Karzai rejects criticism of women's law
Afghan President Hamid Karzai yesterday rejected Western criticism that a new law imposes Taliban-style restrictions on women but ordered a review and vowed to correct anything of concern. Karzai has come under heavy blame from his allies, including...
Afghan President Hamid Karzai yesterday rejected Western criticism that a new law imposes Taliban-style restrictions on women but ordered a review and vowed to correct anything of concern.
Karzai has come under heavy blame from his allies, including Canada and France, for signing a law that Western media reports say means Shiite women cannot refuse their husbands sex or leave the house without his permission.
He told reporters that concerns may have arisen because of mistranslation or misinterpretation.
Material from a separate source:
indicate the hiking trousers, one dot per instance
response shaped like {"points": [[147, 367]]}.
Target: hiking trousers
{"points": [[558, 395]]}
"Issues that have been mentioned in the Western media, such things are not in our law," he said, pledging nonetheless to have the document reviewed.
"But the minister of justice will study the whole law, every item of it, very, very carefully."
The president said that if any cause for concern was found, the ulema (religious clerics) would be consulted and the law sent back to the parliament.
He said anything found, contrary to Afghanistan's post-Taliban constitution - which enshrines gender equality - would "no doubt" be corrected.
"This is something we are also serious about and should not allow," he added. The Shiite Personal Status Law covers Afghanistan's Shiite minority, which makes up about 15 per cent of the population, and was drafted on their request because of certain differences with Sunnis about Islamic Sharia law.
The UN human rights chief in Afghanistan, Navi Pillay, last Thursday urged the Afghan government to revoke new legislation, saying it was "reminiscent of the decrees made by the Taliban regime".
The ultraconservative 1996-2001 Taliban government stopped girls from going to school and women from working, and forced women to wear all-covering burkas and have a male relative as an escort when they left the house.
Under the new regulations, Shiite women would be forbidden from leaving their homes except for "legitimate purposes", Pillay's office said.
They are also banned from working or being educated without their husbands' permission, it said.
Canada has demanded an explanation for the "extremely alarming" legislation and France said it was "shocked".